Czasy chaosu, zbrojeń i przyszłość
Proroctwo opisujące współczesne czasy w Księdze Izajasza mówi, że: „Zamierzenia skąpego są złe, bo chytrze obmyśla, jak zniszczyć biednych słowami kłamstwa i mówić przeciwko ubogim przed sądem” – Izaj. 32:7 (UBG). Choć ideologia MAGA mami biednych, w praktyce dzięki niej bogacą się najbogatsi.
Żyjemy w czasach nieprzewidywalnych, czasach chaosu i upadku moralności. Gdy systemy polityczne, sojusze i powiązania gospodarcze są zrywane, narody zaczynają się masowo zbroić. Zdaje się, że narody nieświadomie reagują na prorocze słowa: „Przekujcie wasze lemiesze na miecze, a wasze sierpy na oszczepy; kto słaby, niech powie: Jestem silny” – Joel 3:10 (UBG).

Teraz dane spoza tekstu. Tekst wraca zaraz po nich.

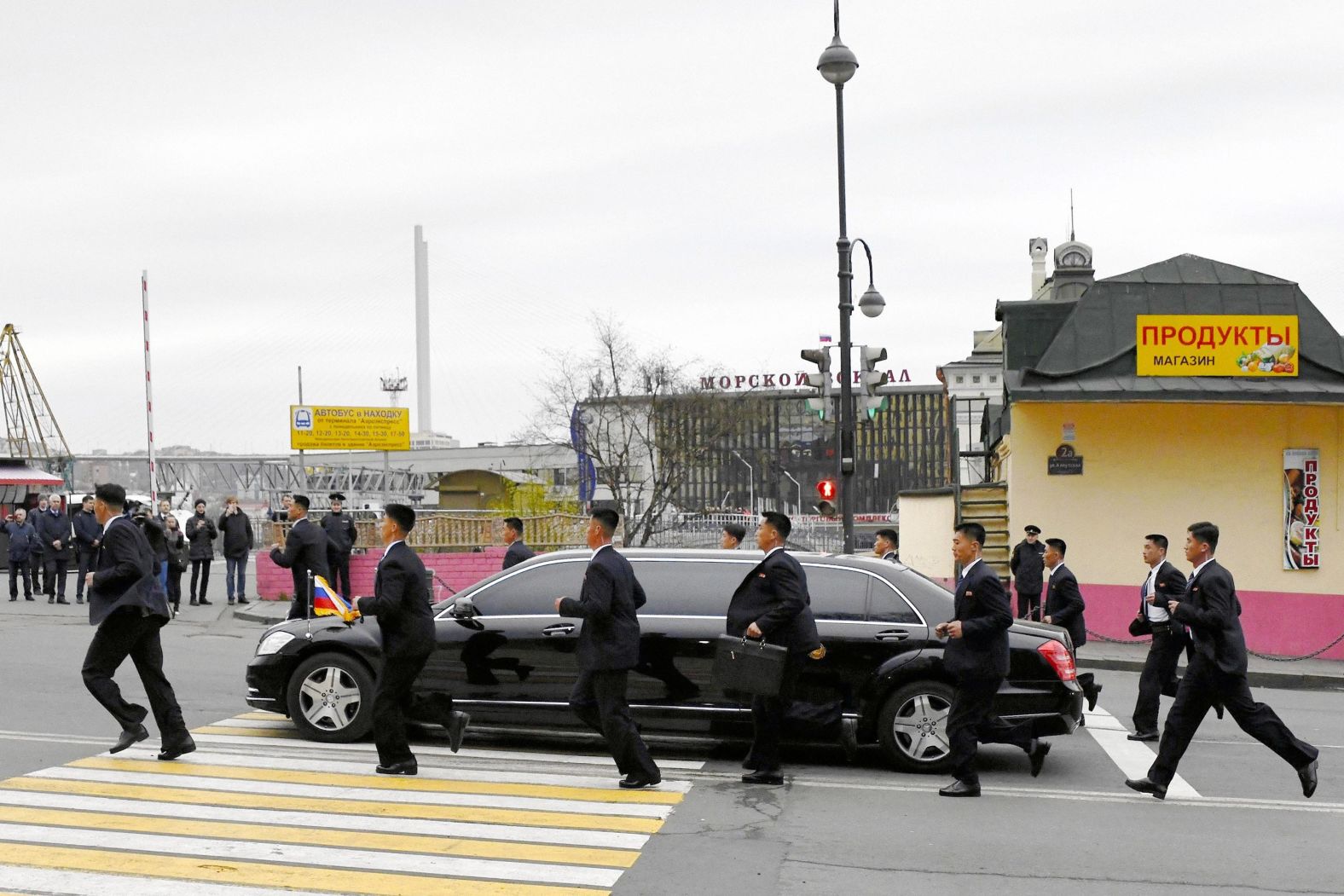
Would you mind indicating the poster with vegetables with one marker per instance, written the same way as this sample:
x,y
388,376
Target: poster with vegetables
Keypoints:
x,y
1217,345
1301,508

Wszystko to jednak doprowadzi ludzkość do Królestwa Chrystusowego. Proroctwo Izajasza potwierdza: „Niebiosa, spuśćcie rosę z góry i niech obłoki wylewają sprawiedliwość. Niech ziemia się otworzy i niech wyrośnie zbawienie, a razem z nim niech zakwitnie sprawiedliwość. Ja, Pan, to stworzyłem” – Izaj. 45:8 (UBG). Gdy nowe niebiosa (skompletowany Kościół) spuści na ziemię rosę błogosławieństw, a obłoki doświadczenia nauczą ludzkość doceniać sprawiedliwość (Izaj. 26:9), wtedy ziemia (społeczeństwo) otworzy się (na Słowo Boże) i w końcu wyrośnie i zakwitnie sprawiedliwość.